The chapter closes with some lame attempts at psychologizing, which may resonate with some Christians more than with others. Wouldn’t Paul have wanted to stand before the empty tomb? And having done so, wouldn’t he want to write about it to churches? Wouldn’t he want to carry around a crucifixion nail, boast of having it, and perhaps rub it on his epistles and then mention in the letter that he had done so? OK, I’m parodying what Doherty wrote in that last one, but you get the idea. Doherty should at least entertain the notion that the earliest Christians may not have held the same cultural norms and interests as those in the Middle Ages. But even if Doherty is right in his psychologizing, that doesn’t provide a reason for preferring mythicism to other possibilities. Let’s say Paul had a fragment of the true cross that he always carried with him. Why would he wait until some later time when he wrote to a group of Christians to boast about it? Why wouldn’t he mention it and even show it off to them on his first encounter with them? Even if Doherty has psychoanalyzed Paul and the other early Christians correctly with respect to the importance of pilgrimage sites and relics, there are plenty of non-mythicist scenarios which are no more speculative and no less plausible than the one he suggests. The possibility that belief that the end of history was drawing near might make pilgrimages and acquisition of relics seem less important is just one factor among many that ought to be considered.

Since I have already made the point that it is reckless to expect ancient people to think and behave like modern ones, and to psychologize about them without at the very least studying anthropological and sociological studies relevant to possible differences between us and them, I won’t say more about that here.

In this chapter,as elsewhere, Doherty keeps going on about the lack of tales of the historical Jesus in the epistles. He has yet to explain the absence of mythical tales. If we should expect stories in letters, we should expect them on both mythicist and historicists scenarios. If that is not a fair expectation, then their absence doesn’t tell against either one.

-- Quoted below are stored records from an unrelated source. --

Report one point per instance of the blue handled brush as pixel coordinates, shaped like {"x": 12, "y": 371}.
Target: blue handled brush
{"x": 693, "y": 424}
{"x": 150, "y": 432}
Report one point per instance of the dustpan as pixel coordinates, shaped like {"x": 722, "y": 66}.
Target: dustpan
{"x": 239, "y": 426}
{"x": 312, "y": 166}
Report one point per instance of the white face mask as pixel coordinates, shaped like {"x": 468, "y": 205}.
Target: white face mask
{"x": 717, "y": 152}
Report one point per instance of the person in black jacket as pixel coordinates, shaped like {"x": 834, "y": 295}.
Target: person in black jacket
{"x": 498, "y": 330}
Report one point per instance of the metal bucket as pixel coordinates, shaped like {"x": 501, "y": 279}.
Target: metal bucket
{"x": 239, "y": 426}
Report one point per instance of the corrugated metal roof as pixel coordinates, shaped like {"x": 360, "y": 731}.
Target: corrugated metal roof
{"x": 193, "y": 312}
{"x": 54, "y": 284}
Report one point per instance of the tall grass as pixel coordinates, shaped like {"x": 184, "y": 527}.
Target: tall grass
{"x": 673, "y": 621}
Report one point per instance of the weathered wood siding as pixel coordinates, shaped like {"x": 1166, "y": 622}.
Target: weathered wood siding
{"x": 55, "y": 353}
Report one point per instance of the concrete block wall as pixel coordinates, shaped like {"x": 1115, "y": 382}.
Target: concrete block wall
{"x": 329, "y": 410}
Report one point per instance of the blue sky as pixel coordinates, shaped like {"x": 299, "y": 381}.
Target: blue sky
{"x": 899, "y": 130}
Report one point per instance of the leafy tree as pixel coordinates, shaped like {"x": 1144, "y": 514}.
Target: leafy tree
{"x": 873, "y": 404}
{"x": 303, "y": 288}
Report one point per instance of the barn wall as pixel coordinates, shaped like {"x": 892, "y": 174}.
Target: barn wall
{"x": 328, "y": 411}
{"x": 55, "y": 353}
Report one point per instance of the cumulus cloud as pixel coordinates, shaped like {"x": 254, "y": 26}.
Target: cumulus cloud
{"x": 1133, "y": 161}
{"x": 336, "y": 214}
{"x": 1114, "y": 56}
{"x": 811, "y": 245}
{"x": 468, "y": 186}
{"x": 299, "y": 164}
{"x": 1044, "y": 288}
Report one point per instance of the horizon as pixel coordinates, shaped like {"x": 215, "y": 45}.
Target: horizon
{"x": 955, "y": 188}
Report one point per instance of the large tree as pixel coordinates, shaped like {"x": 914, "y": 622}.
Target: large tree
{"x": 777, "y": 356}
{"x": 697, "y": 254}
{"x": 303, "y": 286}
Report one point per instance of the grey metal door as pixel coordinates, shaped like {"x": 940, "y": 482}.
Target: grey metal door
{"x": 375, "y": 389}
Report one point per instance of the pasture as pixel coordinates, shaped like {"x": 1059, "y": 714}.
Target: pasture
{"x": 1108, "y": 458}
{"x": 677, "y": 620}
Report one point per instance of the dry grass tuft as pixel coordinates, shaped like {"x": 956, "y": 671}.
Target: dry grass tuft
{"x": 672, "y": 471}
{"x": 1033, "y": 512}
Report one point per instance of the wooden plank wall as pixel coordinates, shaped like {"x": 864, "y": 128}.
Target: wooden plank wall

This brings us to the end of Part Two of Doherty’s book, and so it may be time for another recap soon. Thus far, we have seen that there are some places where mythicism could work as an interpretative option, and others where it simply does not. In the latter instances, Doherty offers unconvincing, speculative, ad hoc arguments for why readers of his book should not follow the evidence where it more naturally leads. I hope that readers will see those for what they are, and choose to follow the evidence rather than Doherty’s imagination.